Writing for me is something mysterious. I feel truth when I write, and then I stand back and say, “What am I trying to tell myself?” I usually have an idea or two, and sometimes I just shrug and say, “Erm…okay. I guess I needed to get that out.”

We the Birds

We eat from the ground
and shake with purpose,
remembering the night
we were set free and how
the rest of the flock stayed
in the girl’s night-dark hair,
which was a nest, a memory,
all things to all people
and all things to all birds.

You overthink everything,
your mother the crow blinks
in Morse code, and a small
man with hollow knees sits
at the desk and takes down
the words, his eyes dots,
his mouth a dash, his ears
two seashells–if you listen

to them, you don’t hear the sea
but the endless drone of space,
that cold nothingness, that eternal
home of ours that calls us now,
even though we’re only birds,
even though we know nothing.

Tale of the Sad Girl and the Sad Boy

As some of you know, I have clinical depression.
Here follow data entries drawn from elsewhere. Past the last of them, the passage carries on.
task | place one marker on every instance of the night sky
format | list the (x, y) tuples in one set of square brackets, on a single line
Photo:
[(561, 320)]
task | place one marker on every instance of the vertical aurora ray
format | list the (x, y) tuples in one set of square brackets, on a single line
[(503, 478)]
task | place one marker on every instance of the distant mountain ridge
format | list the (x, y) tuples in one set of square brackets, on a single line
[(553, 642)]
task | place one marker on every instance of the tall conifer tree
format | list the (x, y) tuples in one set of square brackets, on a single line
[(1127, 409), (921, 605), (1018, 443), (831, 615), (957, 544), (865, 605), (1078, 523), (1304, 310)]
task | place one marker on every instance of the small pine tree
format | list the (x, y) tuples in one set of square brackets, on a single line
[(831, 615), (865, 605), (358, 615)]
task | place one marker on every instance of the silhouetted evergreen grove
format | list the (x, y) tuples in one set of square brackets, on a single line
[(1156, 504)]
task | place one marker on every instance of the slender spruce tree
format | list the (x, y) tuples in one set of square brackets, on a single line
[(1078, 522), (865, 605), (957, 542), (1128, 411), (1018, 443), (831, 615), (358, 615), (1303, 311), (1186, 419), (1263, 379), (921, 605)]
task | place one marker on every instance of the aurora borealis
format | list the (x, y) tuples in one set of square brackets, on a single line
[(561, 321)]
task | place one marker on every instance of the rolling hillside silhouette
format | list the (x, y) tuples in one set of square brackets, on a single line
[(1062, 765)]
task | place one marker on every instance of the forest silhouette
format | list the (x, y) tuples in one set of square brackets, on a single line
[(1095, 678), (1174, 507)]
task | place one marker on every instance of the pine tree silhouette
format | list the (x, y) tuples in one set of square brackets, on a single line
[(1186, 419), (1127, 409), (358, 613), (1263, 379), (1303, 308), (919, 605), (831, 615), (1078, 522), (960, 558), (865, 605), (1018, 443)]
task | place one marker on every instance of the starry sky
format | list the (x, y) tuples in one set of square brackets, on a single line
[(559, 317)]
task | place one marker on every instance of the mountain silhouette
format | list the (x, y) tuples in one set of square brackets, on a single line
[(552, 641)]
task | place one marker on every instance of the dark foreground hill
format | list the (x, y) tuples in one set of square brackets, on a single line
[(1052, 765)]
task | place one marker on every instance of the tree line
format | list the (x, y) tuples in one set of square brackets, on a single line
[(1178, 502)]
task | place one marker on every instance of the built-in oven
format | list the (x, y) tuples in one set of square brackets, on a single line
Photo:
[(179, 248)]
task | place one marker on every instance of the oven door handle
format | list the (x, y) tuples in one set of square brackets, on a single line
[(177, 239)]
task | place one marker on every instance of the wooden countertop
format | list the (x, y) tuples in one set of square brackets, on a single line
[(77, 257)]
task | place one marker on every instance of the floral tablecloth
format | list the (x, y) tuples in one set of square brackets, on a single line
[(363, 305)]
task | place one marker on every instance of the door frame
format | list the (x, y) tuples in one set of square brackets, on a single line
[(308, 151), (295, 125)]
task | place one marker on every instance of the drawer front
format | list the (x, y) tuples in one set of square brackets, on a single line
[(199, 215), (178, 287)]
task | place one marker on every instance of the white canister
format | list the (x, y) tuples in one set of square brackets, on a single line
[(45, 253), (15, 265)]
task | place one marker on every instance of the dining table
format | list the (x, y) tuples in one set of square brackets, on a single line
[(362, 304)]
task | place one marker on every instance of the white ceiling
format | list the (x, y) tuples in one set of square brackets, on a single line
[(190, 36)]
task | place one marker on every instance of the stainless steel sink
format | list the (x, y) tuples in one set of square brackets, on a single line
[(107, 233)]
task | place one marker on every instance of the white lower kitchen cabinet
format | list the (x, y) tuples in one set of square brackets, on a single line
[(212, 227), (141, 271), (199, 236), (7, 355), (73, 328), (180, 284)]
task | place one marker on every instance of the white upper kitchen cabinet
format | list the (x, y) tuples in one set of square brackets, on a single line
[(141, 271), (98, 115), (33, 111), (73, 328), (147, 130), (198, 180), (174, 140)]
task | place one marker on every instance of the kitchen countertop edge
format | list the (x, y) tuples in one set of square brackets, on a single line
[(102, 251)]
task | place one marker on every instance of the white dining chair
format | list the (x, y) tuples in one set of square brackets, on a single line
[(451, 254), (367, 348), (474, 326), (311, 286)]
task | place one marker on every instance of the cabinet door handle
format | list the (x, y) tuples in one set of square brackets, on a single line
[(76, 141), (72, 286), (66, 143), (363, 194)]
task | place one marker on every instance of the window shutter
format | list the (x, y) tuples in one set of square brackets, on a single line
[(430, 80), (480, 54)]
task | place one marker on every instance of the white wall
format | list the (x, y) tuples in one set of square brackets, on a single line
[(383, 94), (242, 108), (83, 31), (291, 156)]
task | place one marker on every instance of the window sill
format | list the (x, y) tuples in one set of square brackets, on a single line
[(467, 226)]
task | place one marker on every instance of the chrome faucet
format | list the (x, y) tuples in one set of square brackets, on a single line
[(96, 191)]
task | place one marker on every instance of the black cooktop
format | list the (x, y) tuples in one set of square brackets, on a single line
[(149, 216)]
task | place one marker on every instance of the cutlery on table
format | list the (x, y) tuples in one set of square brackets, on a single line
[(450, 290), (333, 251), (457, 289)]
I treat it with medication and go to therapy, but there’s no magic pill, just as there are no magic words that will ever completely banish my depression. I manage it, and some days are better than others. Today’s not a great day.

Writing helps. This poem showed up and reminded me that I need people in my life, though my instinct is to withdraw and isolate.

Tale of the Sad Girl and the Sad Boy

I’m so sad, she said.
Me too, he replied. Let’s be sad together.
No, that’s a bad idea.
Why is that a bad idea?
Two sad people make exponentially more
sadness…it isn’t just taking your sadness
and mine and combining them–it multiplies and multiples
until you stop counting the tears and start measuring
sadness in lifetimes, entire generations lost
to the darkness with no hope of it ever lifting.

Oh, he said.

Yeah, she said.

And so they parted, with regrets,
but knowing they’d probably made the right decision.